Almost two months ago, his pediatrician gave me a diagnosis of (basically) severe dandruff and possible allergies, and had me start using heavy-duty Head and Shoulders on his head, and told me to be patient, that it would take a couple of months to improve. That his head would look dry and icky. That I should persevere.

(What I hear in this, and what I've heard in his previous advice about my kids' illnesses, is basically, "don't come here bothering me unnecessarily about this." I'm not sure why, but something in his demeanor makes me feel like a paranoid mom any time I have a question or bring my kids in sick. So I committed myself to being patient, following his directions, waiting for the healing to begin.)

I made it about six weeks, bathing him daily, trying to ease his discomfort, waiting for the improvement. It wasn't really getting better, although it obviously looked and felt better for a few hours after a bath. But the mess would return overnight. I've hardly taken any pictures of my beautiful guy, because I don't feel like I want him to see how sad he's looked.

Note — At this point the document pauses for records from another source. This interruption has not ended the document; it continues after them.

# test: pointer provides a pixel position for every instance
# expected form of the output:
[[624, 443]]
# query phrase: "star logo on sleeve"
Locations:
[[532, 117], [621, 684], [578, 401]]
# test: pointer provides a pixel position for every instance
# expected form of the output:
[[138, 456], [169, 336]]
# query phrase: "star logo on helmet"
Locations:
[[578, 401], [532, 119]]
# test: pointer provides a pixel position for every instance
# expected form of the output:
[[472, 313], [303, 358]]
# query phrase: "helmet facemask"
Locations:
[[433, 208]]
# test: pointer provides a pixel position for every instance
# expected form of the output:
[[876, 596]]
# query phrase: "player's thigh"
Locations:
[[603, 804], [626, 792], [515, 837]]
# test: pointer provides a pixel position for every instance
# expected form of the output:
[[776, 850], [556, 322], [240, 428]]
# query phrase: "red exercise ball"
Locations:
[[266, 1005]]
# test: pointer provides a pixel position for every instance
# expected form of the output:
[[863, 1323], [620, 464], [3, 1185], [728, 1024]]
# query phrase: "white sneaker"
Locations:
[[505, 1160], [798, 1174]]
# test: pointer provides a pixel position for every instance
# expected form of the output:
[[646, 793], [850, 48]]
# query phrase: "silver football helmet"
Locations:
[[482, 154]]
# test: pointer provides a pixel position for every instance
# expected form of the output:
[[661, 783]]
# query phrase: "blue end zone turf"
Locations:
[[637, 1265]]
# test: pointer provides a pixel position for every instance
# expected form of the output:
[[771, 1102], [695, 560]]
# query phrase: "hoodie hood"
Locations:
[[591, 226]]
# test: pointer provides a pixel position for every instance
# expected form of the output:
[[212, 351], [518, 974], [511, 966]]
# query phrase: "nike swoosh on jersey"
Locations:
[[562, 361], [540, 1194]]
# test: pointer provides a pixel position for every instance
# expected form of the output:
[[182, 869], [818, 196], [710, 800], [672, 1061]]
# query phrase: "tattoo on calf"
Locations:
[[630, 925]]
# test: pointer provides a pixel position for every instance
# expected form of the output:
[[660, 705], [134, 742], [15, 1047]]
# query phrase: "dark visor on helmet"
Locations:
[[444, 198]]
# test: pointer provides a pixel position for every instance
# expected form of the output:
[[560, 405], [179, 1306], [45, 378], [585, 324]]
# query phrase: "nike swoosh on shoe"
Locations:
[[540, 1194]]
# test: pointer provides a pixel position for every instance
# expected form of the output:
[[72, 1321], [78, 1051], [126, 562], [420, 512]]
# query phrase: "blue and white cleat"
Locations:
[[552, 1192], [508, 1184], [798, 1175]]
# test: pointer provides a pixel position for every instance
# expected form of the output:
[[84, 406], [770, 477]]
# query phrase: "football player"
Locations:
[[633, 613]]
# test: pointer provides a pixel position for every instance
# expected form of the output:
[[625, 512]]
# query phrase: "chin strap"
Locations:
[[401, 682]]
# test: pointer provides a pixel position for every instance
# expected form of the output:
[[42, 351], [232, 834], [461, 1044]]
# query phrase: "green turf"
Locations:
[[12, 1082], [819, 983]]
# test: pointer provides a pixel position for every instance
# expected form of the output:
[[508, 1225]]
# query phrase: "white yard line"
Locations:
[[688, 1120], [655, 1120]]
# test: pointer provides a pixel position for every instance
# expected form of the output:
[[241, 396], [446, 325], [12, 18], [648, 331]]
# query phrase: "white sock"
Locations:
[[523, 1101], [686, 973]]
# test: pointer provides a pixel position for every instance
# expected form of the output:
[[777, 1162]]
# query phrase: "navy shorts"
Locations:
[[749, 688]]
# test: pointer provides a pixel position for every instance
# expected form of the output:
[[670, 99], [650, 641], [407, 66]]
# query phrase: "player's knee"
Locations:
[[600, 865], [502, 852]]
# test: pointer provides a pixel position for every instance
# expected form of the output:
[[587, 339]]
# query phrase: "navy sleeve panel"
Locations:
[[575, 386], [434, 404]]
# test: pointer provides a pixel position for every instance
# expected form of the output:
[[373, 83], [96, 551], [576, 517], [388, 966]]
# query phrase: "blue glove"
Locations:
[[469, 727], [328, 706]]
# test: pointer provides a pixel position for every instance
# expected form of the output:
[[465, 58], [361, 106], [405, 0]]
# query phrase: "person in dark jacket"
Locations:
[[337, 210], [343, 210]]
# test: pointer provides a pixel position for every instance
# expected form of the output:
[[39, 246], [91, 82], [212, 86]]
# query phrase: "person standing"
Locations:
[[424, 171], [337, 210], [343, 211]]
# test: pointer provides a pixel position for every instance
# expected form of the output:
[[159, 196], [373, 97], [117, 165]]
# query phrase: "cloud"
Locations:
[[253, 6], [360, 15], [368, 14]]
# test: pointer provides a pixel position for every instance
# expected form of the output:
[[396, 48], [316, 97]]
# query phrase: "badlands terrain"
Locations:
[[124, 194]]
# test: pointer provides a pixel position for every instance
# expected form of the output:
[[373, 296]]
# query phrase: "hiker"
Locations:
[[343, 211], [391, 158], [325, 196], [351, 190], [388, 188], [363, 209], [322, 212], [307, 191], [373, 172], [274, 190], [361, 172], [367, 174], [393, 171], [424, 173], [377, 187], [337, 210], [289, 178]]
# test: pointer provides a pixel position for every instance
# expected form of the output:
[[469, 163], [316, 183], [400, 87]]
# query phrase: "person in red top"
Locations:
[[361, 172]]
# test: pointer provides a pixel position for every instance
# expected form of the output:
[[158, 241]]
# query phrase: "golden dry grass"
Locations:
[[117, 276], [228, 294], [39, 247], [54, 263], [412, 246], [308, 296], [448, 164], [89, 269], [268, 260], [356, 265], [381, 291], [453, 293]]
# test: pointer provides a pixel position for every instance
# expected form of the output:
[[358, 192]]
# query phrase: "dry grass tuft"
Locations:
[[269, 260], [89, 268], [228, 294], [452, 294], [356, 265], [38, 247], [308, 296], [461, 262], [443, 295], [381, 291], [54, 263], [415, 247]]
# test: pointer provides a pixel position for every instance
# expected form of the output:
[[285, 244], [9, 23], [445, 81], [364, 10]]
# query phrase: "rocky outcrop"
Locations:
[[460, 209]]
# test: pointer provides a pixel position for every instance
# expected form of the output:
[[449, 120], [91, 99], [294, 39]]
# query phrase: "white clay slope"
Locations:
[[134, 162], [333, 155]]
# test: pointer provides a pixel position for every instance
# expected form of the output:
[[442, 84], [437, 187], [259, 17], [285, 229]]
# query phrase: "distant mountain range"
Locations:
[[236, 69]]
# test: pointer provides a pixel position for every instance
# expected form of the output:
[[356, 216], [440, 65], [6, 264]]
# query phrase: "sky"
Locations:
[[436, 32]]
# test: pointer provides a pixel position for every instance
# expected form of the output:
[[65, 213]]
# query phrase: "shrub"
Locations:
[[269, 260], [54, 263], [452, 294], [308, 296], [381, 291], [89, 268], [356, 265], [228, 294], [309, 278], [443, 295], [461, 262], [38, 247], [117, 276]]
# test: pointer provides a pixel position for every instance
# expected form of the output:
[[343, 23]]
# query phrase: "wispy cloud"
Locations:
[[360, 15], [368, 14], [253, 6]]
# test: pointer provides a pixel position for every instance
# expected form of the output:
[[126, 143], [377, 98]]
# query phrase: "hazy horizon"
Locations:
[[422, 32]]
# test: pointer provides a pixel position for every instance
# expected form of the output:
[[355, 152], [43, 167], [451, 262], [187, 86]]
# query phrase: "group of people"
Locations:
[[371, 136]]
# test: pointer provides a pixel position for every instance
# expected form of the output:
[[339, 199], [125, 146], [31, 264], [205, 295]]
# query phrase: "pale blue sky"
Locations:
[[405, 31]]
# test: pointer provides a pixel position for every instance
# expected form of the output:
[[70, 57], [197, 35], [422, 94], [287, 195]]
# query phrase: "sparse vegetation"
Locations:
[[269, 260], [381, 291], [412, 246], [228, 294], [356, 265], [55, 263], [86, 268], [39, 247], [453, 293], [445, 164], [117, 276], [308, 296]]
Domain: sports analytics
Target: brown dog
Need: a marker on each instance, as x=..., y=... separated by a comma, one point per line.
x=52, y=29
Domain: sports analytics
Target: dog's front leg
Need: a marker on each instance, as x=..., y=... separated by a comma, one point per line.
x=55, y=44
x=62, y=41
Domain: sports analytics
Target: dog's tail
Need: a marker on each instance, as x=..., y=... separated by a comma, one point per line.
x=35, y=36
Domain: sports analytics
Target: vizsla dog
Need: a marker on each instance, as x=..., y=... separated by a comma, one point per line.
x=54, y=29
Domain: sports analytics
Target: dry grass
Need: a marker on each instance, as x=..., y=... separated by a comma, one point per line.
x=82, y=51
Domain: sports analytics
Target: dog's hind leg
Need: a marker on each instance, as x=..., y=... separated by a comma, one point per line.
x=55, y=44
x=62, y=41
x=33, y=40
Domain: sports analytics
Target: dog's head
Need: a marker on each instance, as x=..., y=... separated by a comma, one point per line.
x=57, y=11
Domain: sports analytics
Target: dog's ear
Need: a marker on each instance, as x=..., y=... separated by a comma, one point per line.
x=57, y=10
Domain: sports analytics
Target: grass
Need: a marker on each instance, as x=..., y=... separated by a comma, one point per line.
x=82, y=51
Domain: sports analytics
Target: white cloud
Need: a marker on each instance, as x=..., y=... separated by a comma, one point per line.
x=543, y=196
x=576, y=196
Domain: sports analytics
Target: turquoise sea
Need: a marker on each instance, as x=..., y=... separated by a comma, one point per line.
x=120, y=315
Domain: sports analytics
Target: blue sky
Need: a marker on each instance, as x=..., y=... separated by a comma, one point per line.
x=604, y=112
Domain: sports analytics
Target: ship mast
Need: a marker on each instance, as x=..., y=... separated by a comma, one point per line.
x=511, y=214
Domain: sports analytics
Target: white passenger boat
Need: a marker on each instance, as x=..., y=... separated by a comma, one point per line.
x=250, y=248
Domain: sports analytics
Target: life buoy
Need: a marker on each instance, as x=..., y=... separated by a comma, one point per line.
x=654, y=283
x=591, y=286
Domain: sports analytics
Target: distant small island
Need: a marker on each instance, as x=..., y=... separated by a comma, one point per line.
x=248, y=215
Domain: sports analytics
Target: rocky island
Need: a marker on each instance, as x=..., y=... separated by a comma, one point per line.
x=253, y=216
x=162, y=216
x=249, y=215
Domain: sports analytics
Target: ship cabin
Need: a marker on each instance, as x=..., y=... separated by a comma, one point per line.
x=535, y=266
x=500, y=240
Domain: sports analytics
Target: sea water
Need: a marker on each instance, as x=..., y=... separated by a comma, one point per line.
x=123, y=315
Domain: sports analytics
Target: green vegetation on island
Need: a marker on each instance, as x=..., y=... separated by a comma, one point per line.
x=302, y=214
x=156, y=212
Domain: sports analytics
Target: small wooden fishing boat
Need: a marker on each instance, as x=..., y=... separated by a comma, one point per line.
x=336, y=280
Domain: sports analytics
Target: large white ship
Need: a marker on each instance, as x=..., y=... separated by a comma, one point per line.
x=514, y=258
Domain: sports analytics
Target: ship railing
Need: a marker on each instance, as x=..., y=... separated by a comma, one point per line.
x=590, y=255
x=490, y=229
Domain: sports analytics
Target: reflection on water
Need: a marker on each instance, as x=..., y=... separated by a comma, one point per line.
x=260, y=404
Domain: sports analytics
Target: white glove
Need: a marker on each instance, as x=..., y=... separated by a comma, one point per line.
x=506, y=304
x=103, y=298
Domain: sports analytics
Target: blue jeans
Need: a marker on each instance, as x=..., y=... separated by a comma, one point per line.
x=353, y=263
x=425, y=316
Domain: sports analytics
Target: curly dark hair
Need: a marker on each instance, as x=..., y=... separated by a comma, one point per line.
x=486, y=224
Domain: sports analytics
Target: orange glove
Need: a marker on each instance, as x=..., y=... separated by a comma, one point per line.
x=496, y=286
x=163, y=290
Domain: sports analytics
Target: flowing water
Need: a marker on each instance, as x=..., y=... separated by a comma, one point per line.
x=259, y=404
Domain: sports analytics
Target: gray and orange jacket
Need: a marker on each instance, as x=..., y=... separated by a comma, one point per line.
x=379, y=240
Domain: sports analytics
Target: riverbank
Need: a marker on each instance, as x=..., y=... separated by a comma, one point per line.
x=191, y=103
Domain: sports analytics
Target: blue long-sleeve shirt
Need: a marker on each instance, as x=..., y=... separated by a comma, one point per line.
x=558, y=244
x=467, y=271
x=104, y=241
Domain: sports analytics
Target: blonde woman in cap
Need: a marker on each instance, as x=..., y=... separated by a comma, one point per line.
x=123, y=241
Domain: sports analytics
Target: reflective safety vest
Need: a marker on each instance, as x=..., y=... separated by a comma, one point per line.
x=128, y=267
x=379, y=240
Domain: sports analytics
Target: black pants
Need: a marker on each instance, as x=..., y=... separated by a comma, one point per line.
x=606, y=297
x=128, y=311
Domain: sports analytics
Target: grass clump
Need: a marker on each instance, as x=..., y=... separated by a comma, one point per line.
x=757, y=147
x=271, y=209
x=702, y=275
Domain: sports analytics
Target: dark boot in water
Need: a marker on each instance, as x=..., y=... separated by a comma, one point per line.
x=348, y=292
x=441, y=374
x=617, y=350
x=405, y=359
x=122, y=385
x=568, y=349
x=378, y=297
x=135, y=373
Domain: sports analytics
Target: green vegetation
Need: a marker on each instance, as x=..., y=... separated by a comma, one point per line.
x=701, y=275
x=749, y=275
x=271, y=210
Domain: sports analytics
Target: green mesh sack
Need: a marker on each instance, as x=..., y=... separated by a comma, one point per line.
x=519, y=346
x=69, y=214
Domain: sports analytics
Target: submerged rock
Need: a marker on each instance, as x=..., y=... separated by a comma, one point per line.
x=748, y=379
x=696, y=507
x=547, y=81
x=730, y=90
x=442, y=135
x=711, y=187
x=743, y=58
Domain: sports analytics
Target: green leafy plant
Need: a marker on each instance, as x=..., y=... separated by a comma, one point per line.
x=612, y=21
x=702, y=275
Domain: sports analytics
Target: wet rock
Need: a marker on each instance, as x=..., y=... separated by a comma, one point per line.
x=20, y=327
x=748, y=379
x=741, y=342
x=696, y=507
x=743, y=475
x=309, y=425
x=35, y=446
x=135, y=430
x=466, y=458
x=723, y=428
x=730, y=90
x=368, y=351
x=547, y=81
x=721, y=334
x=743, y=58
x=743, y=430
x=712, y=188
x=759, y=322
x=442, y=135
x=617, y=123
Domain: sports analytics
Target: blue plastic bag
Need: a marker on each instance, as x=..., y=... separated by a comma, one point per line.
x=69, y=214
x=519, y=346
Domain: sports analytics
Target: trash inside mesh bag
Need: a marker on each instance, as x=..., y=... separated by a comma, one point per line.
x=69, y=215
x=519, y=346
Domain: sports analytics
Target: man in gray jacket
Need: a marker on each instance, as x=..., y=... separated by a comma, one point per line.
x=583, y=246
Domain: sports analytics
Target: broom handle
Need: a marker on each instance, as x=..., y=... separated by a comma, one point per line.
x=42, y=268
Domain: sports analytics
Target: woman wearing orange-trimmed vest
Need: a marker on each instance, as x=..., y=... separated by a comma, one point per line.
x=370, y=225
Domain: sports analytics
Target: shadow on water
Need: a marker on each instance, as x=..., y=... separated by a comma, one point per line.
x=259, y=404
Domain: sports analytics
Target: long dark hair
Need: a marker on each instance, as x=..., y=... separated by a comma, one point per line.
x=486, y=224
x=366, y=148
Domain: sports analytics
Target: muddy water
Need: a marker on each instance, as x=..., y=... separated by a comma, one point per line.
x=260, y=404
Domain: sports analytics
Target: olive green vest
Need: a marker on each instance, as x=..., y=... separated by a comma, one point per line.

When I do, the red patches and uneven hair stand out like beacons to me in the photos, and I sadly download them onto the computer and don't look at them again.

Finally, this weeek, we sought out another doctor; a family doctor, since there are only two pediatricians in town (and I've never known anyone to speak positively about the other one). This man was sweet with both kids, gentle with Quinton, and took one look at his sad scalp and made a different diagnosis: Impetigo.

I am so relieved to have some medication he can take and a new regimen to try. He says it should be mostly gone within a week. However, I'm more than a little embarassed to have such a icky, contagious infection on the baby I'm supposed to be lovingly caring for-- much like I've seen families feel about discovering lice on their kids' heads. I'm also feeling more than a little guilty that I waited so long to seek out another diagnosis.

This uncertain, aching, am-I-doing-the-right-thing-oh-crap-I-guess-I-wasn't feeling is so unique to motherhood for me. Making a mistake in my own care or life seems perfectly normal and forgivable; making a mistake (real or perceived) in my kids' care is agonizing, guilt-inducing, regret-filled.

However, the prospect of erasing the contagion, of restoring Q's sweet head to its healthy state, is so exciting that I feel almost slavishly grateful toward this doctor. If his diagnosis is correct, I think we'll be switching to his care for a while, to see if I'll feel a bit less intimidated by him.

Please heal, little Q. You don't deserve this nastiness.